The inclusion criteria for T2DM+ATHR group (39 females) were to be diagnosed with T2DM at the beginning of the study and with (5–21 years) duration of the disease. Their age ranged from (43–57 years). BMI ranged from (24–39.1 kg/m2). The T2DM-ATHR (22 females) included, were diagnosed diabetics with (1–15 years) duration. Their age ranged from (43–60) years. BMI ranged from (22.2–37.1 kg/m2). The control group includes 8 females, apparently healthy subjects with matching socioeconomic status. Their age ranged from (43–51 years) and BMI ranged from (19.5–35.76 kg/m2).

Material and methods

Blood samples collection

Venous blood sample (6 ml) was withdrawn from each subject after an overnight fasting (12 hours). The blood sample was divided into two tubes; 2 ml were added to EDTA coated tube to measure glycated hemoglobin (HbA1c) and 4 ml were allowed to clot at room temperature then centrifuged at 3000 rpm for 15 minutes and serum was separated.

Serum measurements

Sera were divided into two aliquots; one of them was stored at -20°C till assessment of SOST (using commercially available Human serum Sclerostin (SOST) ELISA kit Glory Science Co., Ltd, Catalog no.: 95081, USA), irisin (using commercially available Human serum Irisin ELISA kit Glory Science Co., Ltd, Catalog no.: 95512, USA) and serum Insulin concentration using commercially available Human serum Insulin ELISA kit DRG Diagnostics, Catalog no.: EIA-2935, DRG Diagnostics Instruments GmbH, Germany.

The other part was used immediately to assess fasting blood glucose and lipid profile (total cholesterol "T-C", HDL-C, LDL-C and triacylglycerol "TAG") using standard automated laboratory techniques. Both fasting glucose and insulin levels were used for assessment of insulin resistance by calculating Homeostasis Model Assessment (HOMA) index according to (Levy [21]. HOMA-IR = fasting insulin (μIU/ml) X fasting glucose (mmol/L)/22.5.

Serum SOST was measured using a quantitative sandwich ELISA and the color change is measured spectrophotometrically at a wavelength of 450 nm. The concentration of SOST in the samples is then determined by comparing the optical density (O.D.) of the samples to the standard curve, they are reported throughout in picograms per mL (pg/mL) and the detection range is 80–4000 pg/mL.
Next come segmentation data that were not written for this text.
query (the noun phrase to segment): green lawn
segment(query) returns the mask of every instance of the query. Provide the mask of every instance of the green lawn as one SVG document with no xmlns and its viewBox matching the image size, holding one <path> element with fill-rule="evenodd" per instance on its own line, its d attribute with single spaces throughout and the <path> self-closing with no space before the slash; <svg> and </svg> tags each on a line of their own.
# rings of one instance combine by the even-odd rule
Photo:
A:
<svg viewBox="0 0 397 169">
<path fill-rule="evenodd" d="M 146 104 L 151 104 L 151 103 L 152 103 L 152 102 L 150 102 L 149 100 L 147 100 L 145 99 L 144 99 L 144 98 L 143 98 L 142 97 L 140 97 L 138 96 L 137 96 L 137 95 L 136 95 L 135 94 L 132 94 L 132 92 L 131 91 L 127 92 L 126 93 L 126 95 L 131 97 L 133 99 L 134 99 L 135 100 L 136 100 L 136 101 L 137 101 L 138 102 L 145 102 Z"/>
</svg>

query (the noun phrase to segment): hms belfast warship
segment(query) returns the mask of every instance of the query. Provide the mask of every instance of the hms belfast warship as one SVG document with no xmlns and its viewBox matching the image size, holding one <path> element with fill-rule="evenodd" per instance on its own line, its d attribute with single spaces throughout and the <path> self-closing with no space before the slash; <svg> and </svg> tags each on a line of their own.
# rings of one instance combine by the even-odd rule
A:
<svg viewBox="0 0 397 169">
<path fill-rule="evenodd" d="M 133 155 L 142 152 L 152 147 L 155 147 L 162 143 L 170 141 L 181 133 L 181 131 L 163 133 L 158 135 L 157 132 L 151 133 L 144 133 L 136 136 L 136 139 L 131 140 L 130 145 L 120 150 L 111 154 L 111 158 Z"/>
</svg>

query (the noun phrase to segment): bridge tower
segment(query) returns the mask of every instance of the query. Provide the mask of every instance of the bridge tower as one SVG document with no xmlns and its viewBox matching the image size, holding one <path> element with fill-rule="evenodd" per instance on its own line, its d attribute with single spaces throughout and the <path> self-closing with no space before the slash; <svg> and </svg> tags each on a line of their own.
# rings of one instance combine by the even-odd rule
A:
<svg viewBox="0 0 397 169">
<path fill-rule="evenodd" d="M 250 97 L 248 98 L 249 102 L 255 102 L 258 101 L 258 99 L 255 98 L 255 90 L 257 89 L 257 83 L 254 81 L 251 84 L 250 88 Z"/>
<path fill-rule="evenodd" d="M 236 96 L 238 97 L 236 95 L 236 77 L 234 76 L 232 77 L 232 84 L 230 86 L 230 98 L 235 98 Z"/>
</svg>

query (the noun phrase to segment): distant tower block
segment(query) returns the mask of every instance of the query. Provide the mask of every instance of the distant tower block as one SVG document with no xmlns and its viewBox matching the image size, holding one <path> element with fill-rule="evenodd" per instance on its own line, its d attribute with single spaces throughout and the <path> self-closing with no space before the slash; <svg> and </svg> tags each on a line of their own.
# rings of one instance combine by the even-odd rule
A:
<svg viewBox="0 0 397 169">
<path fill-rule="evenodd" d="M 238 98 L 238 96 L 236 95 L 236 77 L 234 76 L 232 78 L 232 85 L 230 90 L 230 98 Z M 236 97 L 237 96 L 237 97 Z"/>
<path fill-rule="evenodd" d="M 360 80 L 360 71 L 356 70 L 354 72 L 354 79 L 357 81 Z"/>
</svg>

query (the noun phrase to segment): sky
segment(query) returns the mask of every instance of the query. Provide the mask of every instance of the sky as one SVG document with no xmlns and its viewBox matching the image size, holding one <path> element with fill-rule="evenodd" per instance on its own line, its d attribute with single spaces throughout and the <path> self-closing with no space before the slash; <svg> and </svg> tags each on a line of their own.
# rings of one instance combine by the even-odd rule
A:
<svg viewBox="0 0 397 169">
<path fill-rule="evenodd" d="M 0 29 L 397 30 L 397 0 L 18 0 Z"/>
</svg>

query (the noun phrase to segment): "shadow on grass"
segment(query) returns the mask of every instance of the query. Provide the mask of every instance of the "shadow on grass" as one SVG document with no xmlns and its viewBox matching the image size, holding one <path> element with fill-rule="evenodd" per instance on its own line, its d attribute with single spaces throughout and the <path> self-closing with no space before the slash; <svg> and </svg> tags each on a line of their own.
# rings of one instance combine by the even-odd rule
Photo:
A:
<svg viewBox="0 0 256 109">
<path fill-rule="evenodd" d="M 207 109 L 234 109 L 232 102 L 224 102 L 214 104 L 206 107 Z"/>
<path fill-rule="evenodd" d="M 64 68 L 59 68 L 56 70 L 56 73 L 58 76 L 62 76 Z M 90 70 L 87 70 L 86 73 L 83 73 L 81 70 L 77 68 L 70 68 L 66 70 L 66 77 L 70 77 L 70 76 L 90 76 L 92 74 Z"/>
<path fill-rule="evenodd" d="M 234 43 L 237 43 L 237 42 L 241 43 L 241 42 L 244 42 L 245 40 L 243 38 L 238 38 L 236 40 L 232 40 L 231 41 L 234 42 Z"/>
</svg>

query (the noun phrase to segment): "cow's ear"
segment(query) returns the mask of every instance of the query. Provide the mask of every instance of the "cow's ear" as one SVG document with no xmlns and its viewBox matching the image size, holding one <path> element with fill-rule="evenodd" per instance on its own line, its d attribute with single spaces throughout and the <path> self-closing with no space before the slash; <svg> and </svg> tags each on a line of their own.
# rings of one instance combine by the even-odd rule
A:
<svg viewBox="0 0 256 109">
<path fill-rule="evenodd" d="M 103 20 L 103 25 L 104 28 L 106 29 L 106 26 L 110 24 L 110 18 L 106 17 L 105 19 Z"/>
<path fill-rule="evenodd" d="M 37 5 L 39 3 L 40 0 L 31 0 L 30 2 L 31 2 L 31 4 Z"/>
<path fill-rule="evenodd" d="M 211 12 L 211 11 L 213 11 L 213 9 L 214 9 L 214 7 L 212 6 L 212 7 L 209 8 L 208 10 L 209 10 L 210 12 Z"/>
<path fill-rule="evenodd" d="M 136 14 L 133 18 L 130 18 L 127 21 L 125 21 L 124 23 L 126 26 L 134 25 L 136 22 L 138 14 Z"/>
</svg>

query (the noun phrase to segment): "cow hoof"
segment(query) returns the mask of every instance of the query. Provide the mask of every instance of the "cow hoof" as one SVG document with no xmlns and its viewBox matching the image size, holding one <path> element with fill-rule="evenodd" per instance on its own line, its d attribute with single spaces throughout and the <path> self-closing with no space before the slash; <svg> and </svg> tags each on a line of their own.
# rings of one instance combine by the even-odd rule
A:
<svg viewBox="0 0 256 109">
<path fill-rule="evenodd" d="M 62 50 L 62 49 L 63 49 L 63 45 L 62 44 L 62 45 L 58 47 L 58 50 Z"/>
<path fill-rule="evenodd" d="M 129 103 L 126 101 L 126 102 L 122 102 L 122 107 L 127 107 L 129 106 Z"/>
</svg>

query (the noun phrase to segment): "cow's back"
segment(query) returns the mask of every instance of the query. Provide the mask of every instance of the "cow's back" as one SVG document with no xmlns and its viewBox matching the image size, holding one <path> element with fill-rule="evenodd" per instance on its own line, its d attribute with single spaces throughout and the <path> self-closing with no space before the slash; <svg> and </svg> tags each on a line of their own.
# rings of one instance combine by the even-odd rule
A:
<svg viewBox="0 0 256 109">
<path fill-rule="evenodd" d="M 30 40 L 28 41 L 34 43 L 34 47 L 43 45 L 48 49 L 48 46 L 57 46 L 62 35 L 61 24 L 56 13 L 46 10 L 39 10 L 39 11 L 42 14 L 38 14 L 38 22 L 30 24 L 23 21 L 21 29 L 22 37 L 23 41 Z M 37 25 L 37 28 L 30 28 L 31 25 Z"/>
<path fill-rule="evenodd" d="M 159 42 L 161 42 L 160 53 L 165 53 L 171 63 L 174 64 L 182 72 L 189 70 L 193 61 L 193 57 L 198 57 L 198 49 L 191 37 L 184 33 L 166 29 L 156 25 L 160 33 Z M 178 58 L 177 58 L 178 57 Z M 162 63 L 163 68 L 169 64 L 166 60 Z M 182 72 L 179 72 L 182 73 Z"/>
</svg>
Serum irisin was measured using a quantitative sandwich ELISA and the color change is measured spectrophotometrically at a wavelength of 450 nm. The concentration of irisin in the samples is then determined by comparing the O.D. of the samples to the standard curve, they are reported throughout in pg/mL and the detection range is 6–280 pg/mL.

Statistical analysis

Statistical analysis was performed using GraphInstat (version 3) and GraphPad (version 5) softwares. Continuous variables were presented as mean and standard error of mean (SE) for normally distributed variables while non-normally distributed variables were presented as mean and standard error of mean (SE) and their median and interquartile range (IQR) between brackets. The normality was checked for continuous variables using the Kolmogorov and Smirnov normality test. One-way ANOVA followed by Tukey-Kramer Multiple Comparisons Test were used to compare between more than 2 normally distributed groups while Kruskal-Wallis Test followed by Dunn’s Multiple Comparisons Tests for more than 2 groups that are non-normally distributed. Also, the Mann Whitney U test was used to compare between variables of 2 non-normally distributed groups. Pearson correlation coefficient (r) was calculated to explore the possible relationships between SOST and irisin and among them and other studied parameters. Statistical significance was acceptable at P value less than 0.05. The receiver operating characteristic (ROC) curve was used to examine the sensitivity and specificity of both SOST and irisin as potential markers for type 2 diabetes associated atherosclerosis where the area under the ROC curve (AUC) was measured. The ROC analysis shows the accuracy of the test which is measured by the AUC, S.E and P value. Post-hoc power analysis was calculated for both markers; SOST and irisin using clinicalc online available tool [22].

Results

Baseline characteristics of the study population

As expected by the inclusion criteria, there was a significant increase in FBG level of T2DM+ATHR group when compared to both T2DM-ATHR and control groups (P<0.001). Also, upon comparing the level of FBG of T2DM-ATHR with controls, there was a significant increase in the former group (P<0.01). Consistently, there was an extremely significant increase in HbA1c% on comparing both T2DM+ATHR and T2DM-ATHR diabetic groups to the control group (P<0.001 and P<0.01 respectively). The fasting insulin level in both T2DM+ATHR and T2DM-ATHR groups showed extremely significant increase in comparison to controls (P<0.001) (Table 1). Indeed, assessment of HOMA-IR revealed that T2DM+ATHR showed statistically significant increase in comparison to T2DM-ATHR (P<0.05) and controls (P<0.001) reflecting worsened fasting insulin resistance. Also, T2DM-ATHR showed significant increase in comparison to controls (P<0.01) (Table 1).

Table 1

Demographic, biochemical and clinical data for the studied groups.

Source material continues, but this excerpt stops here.